Foundations of Machine Learning, second edition

Download Foundations of Machine Learning, second edition PDF Online Free

Author :
Publisher : MIT Press
ISBN 13 : 0262351366
Total Pages : 505 pages
Book Rating : 4.2/5 (623 download)

DOWNLOAD NOW!


Book Synopsis Foundations of Machine Learning, second edition by : Mehryar Mohri

Download or read book Foundations of Machine Learning, second edition written by Mehryar Mohri and published by MIT Press.

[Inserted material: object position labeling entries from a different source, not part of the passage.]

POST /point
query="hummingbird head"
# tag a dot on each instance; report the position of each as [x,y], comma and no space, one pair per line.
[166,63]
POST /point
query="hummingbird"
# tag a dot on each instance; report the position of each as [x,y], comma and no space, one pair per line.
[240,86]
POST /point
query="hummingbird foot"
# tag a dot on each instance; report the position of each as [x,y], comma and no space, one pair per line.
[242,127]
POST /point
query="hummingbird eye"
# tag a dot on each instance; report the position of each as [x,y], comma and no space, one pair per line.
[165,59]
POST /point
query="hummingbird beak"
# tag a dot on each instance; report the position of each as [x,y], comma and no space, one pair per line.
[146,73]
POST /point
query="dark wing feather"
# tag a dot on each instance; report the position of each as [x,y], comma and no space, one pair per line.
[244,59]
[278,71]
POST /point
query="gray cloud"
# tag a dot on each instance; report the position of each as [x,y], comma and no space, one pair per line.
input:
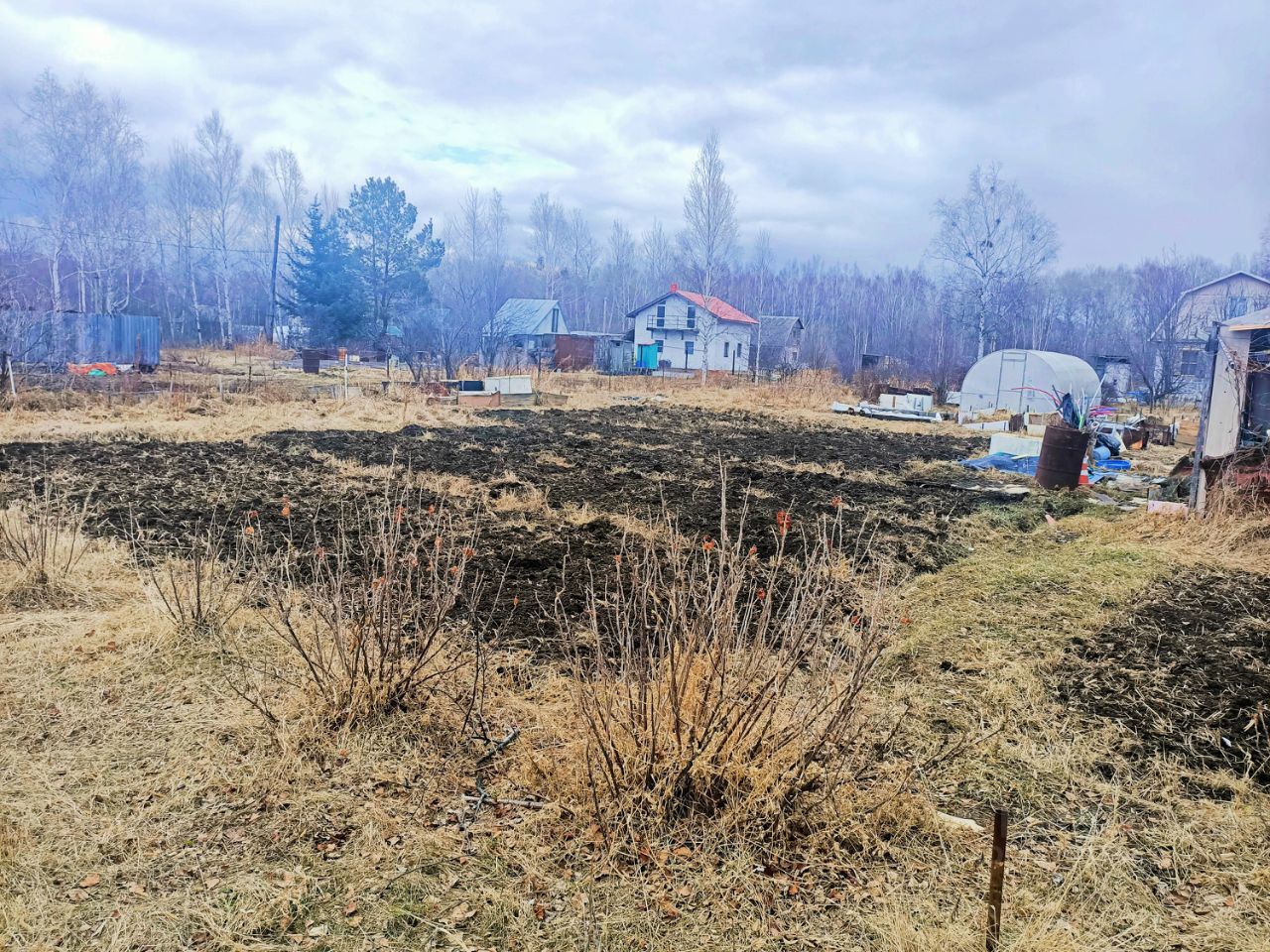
[1134,126]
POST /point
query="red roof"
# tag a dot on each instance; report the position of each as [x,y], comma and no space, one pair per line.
[720,308]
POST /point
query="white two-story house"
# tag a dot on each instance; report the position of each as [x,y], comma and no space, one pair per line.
[680,331]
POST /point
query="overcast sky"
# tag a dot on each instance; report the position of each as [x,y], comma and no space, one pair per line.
[1134,126]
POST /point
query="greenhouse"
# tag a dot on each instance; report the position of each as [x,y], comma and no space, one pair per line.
[1021,381]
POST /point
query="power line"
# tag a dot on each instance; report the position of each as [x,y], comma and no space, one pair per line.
[139,241]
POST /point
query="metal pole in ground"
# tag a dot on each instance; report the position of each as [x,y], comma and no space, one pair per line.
[997,878]
[1210,348]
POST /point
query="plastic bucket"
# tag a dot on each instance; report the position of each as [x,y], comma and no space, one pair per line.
[1062,451]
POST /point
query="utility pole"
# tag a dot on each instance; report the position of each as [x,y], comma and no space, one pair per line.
[1210,350]
[273,280]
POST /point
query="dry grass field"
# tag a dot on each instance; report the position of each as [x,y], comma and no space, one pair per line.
[672,666]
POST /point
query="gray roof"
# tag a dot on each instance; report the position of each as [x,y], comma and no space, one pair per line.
[522,315]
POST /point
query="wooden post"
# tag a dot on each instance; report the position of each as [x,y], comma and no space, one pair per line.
[996,878]
[1211,348]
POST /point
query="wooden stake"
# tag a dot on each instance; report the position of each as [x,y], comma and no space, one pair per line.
[996,878]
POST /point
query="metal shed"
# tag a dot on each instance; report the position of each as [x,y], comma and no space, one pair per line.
[1014,380]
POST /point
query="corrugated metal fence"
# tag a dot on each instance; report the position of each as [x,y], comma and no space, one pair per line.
[80,338]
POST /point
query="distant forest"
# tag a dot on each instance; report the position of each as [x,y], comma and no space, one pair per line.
[94,218]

This book was released on 2018-12-25 with total page 505 pages. Available in PDF, EPUB and Kindle. Book excerpt: A new edition of a graduate-level machine learning textbook that focuses on the analysis and theory of algorithms. This book is a general introduction to machine learning that can serve as a textbook for graduate students and a reference for researchers. It covers fundamental modern topics in machine learning while providing the theoretical basis and conceptual tools needed for the discussion and justification of algorithms. It also describes several key aspects of the application of these algorithms. The authors aim to present novel theoretical tools and concepts while giving concise proofs even for relatively advanced topics. Foundations of Machine Learning is unique in its focus on the analysis and theory of algorithms. The first four chapters lay the theoretical foundation for what follows; subsequent chapters are mostly self-contained. Topics covered include the Probably Approximately Correct (PAC) learning framework; generalization bounds based on Rademacher complexity and VC-dimension; Support Vector Machines (SVMs); kernel methods; boosting; on-line learning; multi-class classification; ranking; regression; algorithmic stability; dimensionality reduction; learning automata and languages; and reinforcement learning. Each chapter ends with a set of exercises. Appendixes provide additional material including concise probability review. This second edition offers three new chapters, on model selection, maximum entropy models, and conditional entropy models. New material in the appendixes includes a major section on Fenchel duality, expanded coverage of concentration inequalities, and an entirely new entry on information theory. More than half of the exercises are new to this edition.